Petit briskly rubbed the other man’s arms but Mulholland shoved him away. Agnes wondered if he’d been attacked. She pulled her flashlight from her coat pocket and stepped cautiously into the squat wood building, running the beam from corner to corner. No one there. However, the door leading to the actual ice storage room was open. She glanced inside. No one.

Once she was certain she was alone, she swung her light to the table. What she had observed peripherally now horrified her. The canvas covering Felicity Cowell’s body was missing—claimed by Mulholland. The Mylar blanket was askew, and a startling white leg was exposed. Agnes hurried back to the entrance to give Mulholland a piece of her mind, stopping only when she took another look at him. Accusations would have to wait. He was in distress.

She grabbed the spare Mylar blanket from the floor and handed it to Petit to wrap around the other man. Hesitating, she handed over her borrowed hat as well.

“Fucking cold, nobody around. Dark as pitch.” Mulholland turned his face to the sun as if there was warmth to be captured. “Trapped in there with … that.” He waved his hand toward the room.

If he could speak he wasn’t in immediate danger although he was clearly cold, tired, and angry. Agnes wanted answers now.

“You’ve disturbed our evidence, the body—”

“You think I was there on purpose? Oh my god, I think I’ve got frostbite. I can’t feel my fingers. My nose.”

His hands were scraped and shredded from pounding on the doorway. Beneath the flour sacks and Mylar blanket he was wearing a suit and tie. Dressed for dinner? His voice was hoarse, his eyes were hollow, and he looked exhausted.

“How did you get locked in there?” she asked.

Mulholland tightened the Mylar blanket around his chest, eyes closed and mouth open, taking long deep breaths. “Kitchen pantry. Door shut behind me and I knew no one would hear me shout. I had to keep going. Finally there was a slope up and I came out into this room. Pitch-dark. There wasn’t anywhere else to go. This was the end. Knew I’d walked a long way but I’d lost track of direction and I could have been anywhere. Under the chateau, in the chateau. At Arsov’s. Then I felt her. It was cold. I kept screaming but no one came. I knew you’d check on her eventually and had to stay if I wanted to be found.”

“What door shut behind you?”

“Under the kitchen. The pantry.”

“Inspector Lüthi!” Marie-Chantal Vallotton walked briskly across the lawn, dressed as if for a Vogue photo shoot: thigh-high outdoor boots, blond knee-length coat of curly lamb with matching hat. Enormous sunglasses. Agnes glanced down to her own rumpled clothes, wondering if she should remind everyone she’d been wearing the same skirt, blouse, and jacket for three days.

“Have you seen Mimi?” Marie-Chantal asked.

“Not this morning,” Agnes said, eyeing the cuts on Mulholland’s hands. They would need to be treated.

“She’s missing.”

Agnes turned toward Marie-Chantal. She felt sick. She’d told Petit they were in danger without really believing it.
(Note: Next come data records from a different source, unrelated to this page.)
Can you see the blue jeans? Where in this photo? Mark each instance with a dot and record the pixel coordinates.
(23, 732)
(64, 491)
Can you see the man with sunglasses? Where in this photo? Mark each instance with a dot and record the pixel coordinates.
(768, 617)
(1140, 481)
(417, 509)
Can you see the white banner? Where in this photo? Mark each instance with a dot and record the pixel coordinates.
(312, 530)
“Hiding, at Arsov’s most likely.” Marie-Chantal looked at Mulholland. “Ralph, what are you wearing? You look ill. Is that why we didn’t see you after dinner?”

“You’ve been here since last night?” Agnes asked.
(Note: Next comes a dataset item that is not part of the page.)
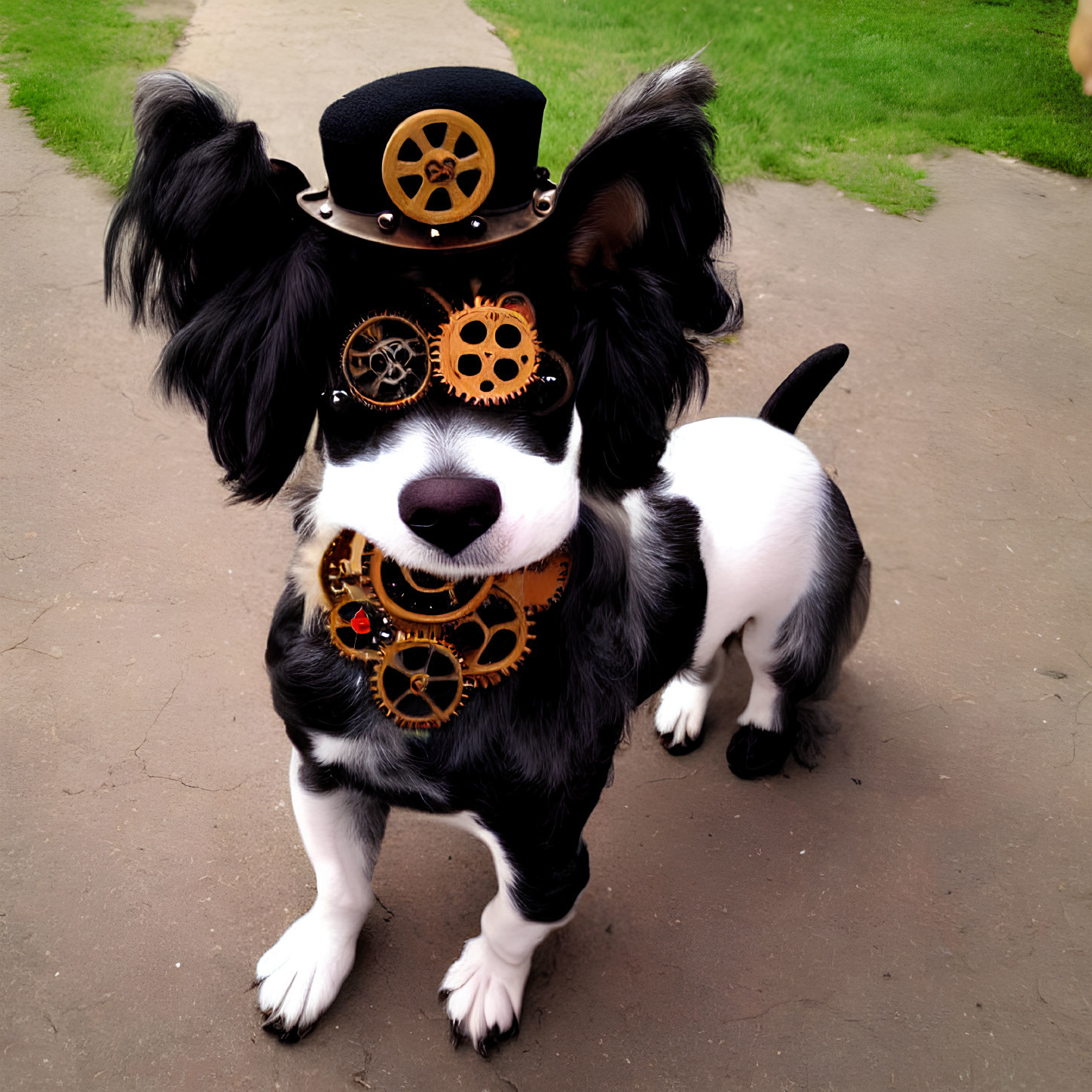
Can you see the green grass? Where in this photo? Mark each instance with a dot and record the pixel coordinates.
(834, 90)
(71, 65)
He nodded, shivering, teeth chattering.

“André, get him inside,” she said, motioning toward Petit. “He needs medical attention.”

Petit gave her a deliberate look, his eyes nearly popping out of their sockets. “Maybe we should stick together. You could come back with me.”

She tried to hide her exasperation. “Go. Madame Vallotton will walk with me to Monsieur Arsov’s. And ask Doctor Blanchard to come out here and make sure everything is … in order. Return the key to him.”

Petit glanced up and down Marie-Chantal and apparently decided she wasn’t a murderess. He took Mulholland’s arm and steered him to the chateau.